I know enough about the Bible to know that God often shows up in the little places, the outback areas, like a little private college in Wilmore, Kentucky. God is faithful and shows up here too on our little corner of Melrose and Mormon Trek and we get to be a part of it.  Be on the lookout for the coming of the glory of the Lord shining in our midst.

 

Bold Inquisitive Belief Loving Expansively,

 

Pastor Connie Spitzack

February 18th, 2023

GREETINGS TO THE LIGHT SHINING PEOPLE OF CHRIST THE KING,

 

Reflections on Matthew 17.   

 

Peter, James and John are called to fish for people and Jesus invites them to the mountain to learn more about this fishing expedition that is moving further away from the place of fish and people to a higher place, a place closer to God.

 

Up, the highest heavens, symbolically and historically is the place we imagine God residing.   God says yes and God comes to us and hopes that we will see God not only as up, and far removed but also with and along side and through all of life, suffering and death and return to God.  Yes, to up and mountain top experiences and yes to the everyday ordinary places. Yes to suffering and death.  God is here and there.  God is with us and comes to us in ways we can understand.  Easy to see when we hold a newborn baby or when we hold the hand of a loved one as they pass from life to death.  God is with us in our comings and goings.  And God is with us in all the complicated dimensions of our lives.

 

We might very well need the big, in your face kind of experiences, to wake us up and make us attentive to the smaller, finer, quiet reveals of God’s presence with us. For when we can experience God in the special places, the mountain top places then we may also be able to experience and trust that God is with us in the ordinary everyday places and we will start looking and expecting God there as well and we will fish for people.

 

The hyperbole of the Sermon on the Mount definitely caught the people’s attention.

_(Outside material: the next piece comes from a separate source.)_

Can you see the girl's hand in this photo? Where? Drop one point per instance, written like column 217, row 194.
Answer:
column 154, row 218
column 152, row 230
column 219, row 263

The one who healed them and welcomed them, also taught them.  These teachings did not drive them away but they recognized the authority of Jesus.  These teachings helped them to draw the connection that Jesus was intimately connected to God and God’s ways.  They recognized God in Jesus on this mount, this higher place.

 

The Sermon on the Mount teaches us about fishing for people by having stellar relationships with each other and doing the hard work of communicating truthfully.   Where we know ourselves so well and are so honest with ourselves that we get caught up in God’s net, drawing us in and seeing the beautiful body of Christ that we are.  Seeing each of us as a temple of God, where God resides. 

 

Wide reaching blessings that include those struggling with life, the poor in spirit, mourners, meek, and the ones longing for justice and mercy.  Relationships with a high bar to strive for, a bar so high that we look to God for help to reach these kinds of relationships and where forgiveness is part of our everyday vocabulary with one another so that when we fail, we can name our brokenness and try again with God’s help to repair and restore, creating new and clean hearts. 

 

This is the strong foundation God wants us to build upon.  The foundation of our relationships that seem like sand, shifting and hard to hold but are the real solid rock foundation of who we are and what we will become as well as what we have been.  This is our God who is beyond us and yet with us.

 

Peter, James and John meet Moses and Elijah and hear the voice of God and it is magnificent to behold and hang on to this moment building a place here.  And God tells them to listen to Jesus.  They can do that and so can we.  We listen to Jesus.  We listen to what Jesus has said and we develop an ear to hear him still speaking to us today, on the magnificent mountain top and in the deep dark recesses and in the everyday ordinary places.  That is the rock foundation we build upon each and every day and we are transformed.